Sovereign immunity

The marine world has been reasonably bereft of conflict over the weekend. Instead I'm pointing at an area where I have negligible knowledge: tribal sovereignty. As it happens, some American indian tribes are using (selling? leasing?) their immunity to drug companies and payday lenders - the idea being that if the tribe is doing something, and the tribe is a sovereign government, then the tribe can't be sued for its actions no matter how despicable. A very good though brief summary is here

And buying drug patents to extend their lives, and offering shelter to payday lenders, strike me as reasonably unlikely to end well for our sellers. I hope they're getting top dollar up front. If you're a Posnerian at heart, finding your outcome then backing into how you get there, this is guaranteed to end poorly for the tribes, with uncertain downstream effect. 
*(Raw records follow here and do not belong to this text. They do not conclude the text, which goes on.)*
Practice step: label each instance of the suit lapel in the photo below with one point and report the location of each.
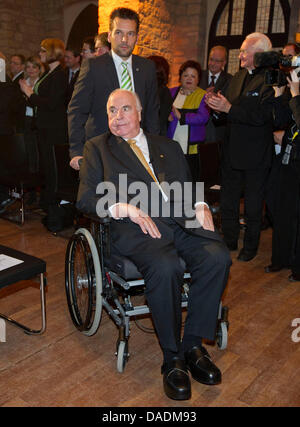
(236, 88)
(112, 73)
(137, 75)
(157, 159)
(124, 155)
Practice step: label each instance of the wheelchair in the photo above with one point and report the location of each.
(97, 279)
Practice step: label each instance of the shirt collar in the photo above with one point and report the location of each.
(17, 75)
(138, 137)
(118, 60)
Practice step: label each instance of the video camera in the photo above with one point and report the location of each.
(274, 61)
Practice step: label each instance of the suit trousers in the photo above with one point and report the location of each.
(47, 138)
(251, 183)
(158, 260)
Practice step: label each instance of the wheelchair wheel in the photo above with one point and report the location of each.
(83, 281)
(122, 355)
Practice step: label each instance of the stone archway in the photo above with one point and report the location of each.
(72, 12)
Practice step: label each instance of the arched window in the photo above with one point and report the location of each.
(85, 25)
(234, 19)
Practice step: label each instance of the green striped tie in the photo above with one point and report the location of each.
(125, 79)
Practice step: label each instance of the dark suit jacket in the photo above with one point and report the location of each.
(107, 156)
(11, 107)
(221, 84)
(249, 134)
(215, 131)
(71, 84)
(51, 100)
(98, 77)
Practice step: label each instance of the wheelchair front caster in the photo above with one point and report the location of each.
(122, 355)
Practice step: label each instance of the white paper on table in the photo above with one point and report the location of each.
(8, 261)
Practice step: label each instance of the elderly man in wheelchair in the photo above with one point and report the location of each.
(161, 242)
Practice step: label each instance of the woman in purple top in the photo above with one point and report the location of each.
(189, 114)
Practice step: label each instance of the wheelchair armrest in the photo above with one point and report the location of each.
(96, 218)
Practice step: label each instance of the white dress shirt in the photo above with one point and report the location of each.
(141, 142)
(118, 61)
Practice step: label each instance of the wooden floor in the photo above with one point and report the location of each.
(261, 366)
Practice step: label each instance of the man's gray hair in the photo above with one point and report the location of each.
(263, 42)
(137, 99)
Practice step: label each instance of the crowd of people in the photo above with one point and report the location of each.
(96, 98)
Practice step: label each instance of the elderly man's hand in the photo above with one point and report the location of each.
(293, 82)
(74, 163)
(218, 102)
(147, 225)
(204, 216)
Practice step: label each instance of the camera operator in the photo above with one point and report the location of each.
(286, 225)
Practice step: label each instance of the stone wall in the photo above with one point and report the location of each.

In constitutional law, there's the idea of a market participant: a state can't favor its own when it's acting as a state government, but when it's acting as just another market participant, it can - for instance, when Louisiana funds LSU, it can favor Louisiana residents over Texas residents. I wonder if somehow there will be an analogous idea that when a tribe inserts itself as a market participant, it loses that immunity. 

For a similar argument (that states should lose immunity to antitrust when they are a market participant) see here, and regarding employment, see here.